En effet, le dénivelé dans le canyon était élevé et l'on devinait dans la pénombre d'autres cascatelles qui parsemaient le chemin de l'Éroda ou encore son glougloutement vigoureux qui résonnait.

Merle avait déjà repéré plusieurs touffes de prêliflore, une plante médicinale assez courante. Pourtant c'était la melisseriane qu'elle cherchait, pas de la banale prêliflore trouvable partout et sans grande valeur. Même son nom était trompeur : le « flore » n'avait rien à voir avec les calices colorés et parfumés, tout au plus l'herbe rêche était surmontée d'une corolle terne et fade. Il fallait une majeure quantité de ces mauvaises herbes pour faire quelques gouttes de décoction désinfectante.

Au contraire, la melisseriane était plus précieuse, plus efficace et tonifiante. La sève d'une simple tige pouvait repousser la gangrène. Un médecin aguerri comme Justinien pouvait en extraire un concentré avec un alambic artisanal. Le genre de breuvage capable de soigner la peste brune même. Un petit flacon d'essence de melisseriane valait au bas mot une bonne centaine de rames dans les cités. Malheureusement, la plante était aussi plus rare que la prêliflore. Ce trésor poussait dans les zones trempées telles que les mares autour de l'Éroda. L'adolescente était persuadée d'en avoir vu un peu plus tôt et désormais elle s'énervait de ne tomber que sur de mauvaises herbes... Impossible de retrouver l'endroit où elle avait découvert les précieuses tiges.

— Ne néglige pas la prêliflore, Merle ! lui rappela son mentor en se contentant de la banale plante.

— Ce n'est pas assez efficace ! maugréa l'assistante dans son coin. Et puis le roi... Il a quoi au juste ? demanda-t-elle en changeant de sujet.
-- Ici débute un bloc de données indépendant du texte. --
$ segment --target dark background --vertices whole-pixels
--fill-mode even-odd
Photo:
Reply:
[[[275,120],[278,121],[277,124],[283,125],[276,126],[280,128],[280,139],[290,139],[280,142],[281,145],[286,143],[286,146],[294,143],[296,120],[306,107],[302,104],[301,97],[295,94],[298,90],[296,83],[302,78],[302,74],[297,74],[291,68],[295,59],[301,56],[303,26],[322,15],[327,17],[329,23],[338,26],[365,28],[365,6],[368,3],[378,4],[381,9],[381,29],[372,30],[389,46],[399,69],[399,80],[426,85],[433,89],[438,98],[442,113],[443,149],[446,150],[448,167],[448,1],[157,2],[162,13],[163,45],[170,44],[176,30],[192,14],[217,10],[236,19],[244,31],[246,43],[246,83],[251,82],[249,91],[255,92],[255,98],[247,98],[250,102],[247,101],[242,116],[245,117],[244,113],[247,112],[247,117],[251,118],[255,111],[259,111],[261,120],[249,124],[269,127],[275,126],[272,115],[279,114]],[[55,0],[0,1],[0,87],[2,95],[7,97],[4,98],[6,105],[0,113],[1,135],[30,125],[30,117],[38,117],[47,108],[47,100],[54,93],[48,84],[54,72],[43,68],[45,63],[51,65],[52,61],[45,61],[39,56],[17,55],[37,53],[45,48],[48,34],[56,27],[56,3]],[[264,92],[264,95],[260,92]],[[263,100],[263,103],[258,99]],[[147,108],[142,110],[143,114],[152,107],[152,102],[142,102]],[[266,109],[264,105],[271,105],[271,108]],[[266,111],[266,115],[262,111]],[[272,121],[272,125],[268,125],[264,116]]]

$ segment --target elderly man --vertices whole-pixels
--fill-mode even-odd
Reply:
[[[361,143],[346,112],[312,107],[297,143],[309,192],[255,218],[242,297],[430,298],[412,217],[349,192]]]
— Je ne sais pas, mais si personne n'a pu le soigner jusqu'ici j'aimerais bien essayer moi-même. Après tout, les médecins de ce monde n'ont peut-être pas mes connaissances d'arpenteurs et de-

— Avec de la prêliflore ? coupa l'insolente.

— Ne sous-estime pas cette herbe, Merle. Elle pourrait te sauver la vie un jour, rétorqua son professeur.

L'adolescente se contenta de donner un coup de pied dans une touffe en imitant les belles manières de Justinien. Dans son dos, bien sûr. Une dizaine de sauterelles dérangées par le coup de pied, bondit dans tous les sens.

— Qu'est-ce qui se passerait si le roi mourait ? s'interrogea Merle plus sérieuse brusquement.

La vue de ces dizaines d'insectes fuyant le petit cataclysme provoqué par sa botte, lui faisait poser de drôles de questions. Justinien soupira une nouvelle fois : pourquoi ne pouvait-elle pas se contenter de chercher des herbes sagement ? Néanmoins, pour le médecin itinérant, c'était une des qualités de son apprentie. Sa curiosité, sa volonté d'aller de l'avant, sa manière de donner des coups de pied, allégoriquement, dans la fourmilière. Tout ceci constituait les prérequis pour en faire une érudite comme lui. Justinien redressa la tête vers le morceau de ciel offert par le canyon et se posa la question à haute voix :

— Étais-je comme ça à son âge ?

Il essaya de se rappeler des souvenirs où il était encore l'apprenti de son père. Puis soudain, le cri perçant de Merle le sortit complètement de ses pensées. L'écho résonna dans la profonde ravine !

La jeune fille avait lâché tout son butin, prêliflore et torche comprises. La flamme vacillante éclaira suffisamment pour que Justinien découvrît avec effroi ce qui était à moins d'une toise de son assistante tétanisée. De longues tiges de chitine articulées caparaçonnées d'une unique rangée de poils durs, raides et piquants, redressèrent un corps plat et rond couronné d'une multitude d'yeux globuleux. L'arachnide aux couleurs limoneuses de deux pas de haut semblait, lui aussi, figé de surprise et d'horreur face au cri perçant de Merle. Justinien profita de cette absence de l'insecte gigantesque pour saisir son apprentie pétrifiée d'effroi et la ramener au camp qui se montait à peine.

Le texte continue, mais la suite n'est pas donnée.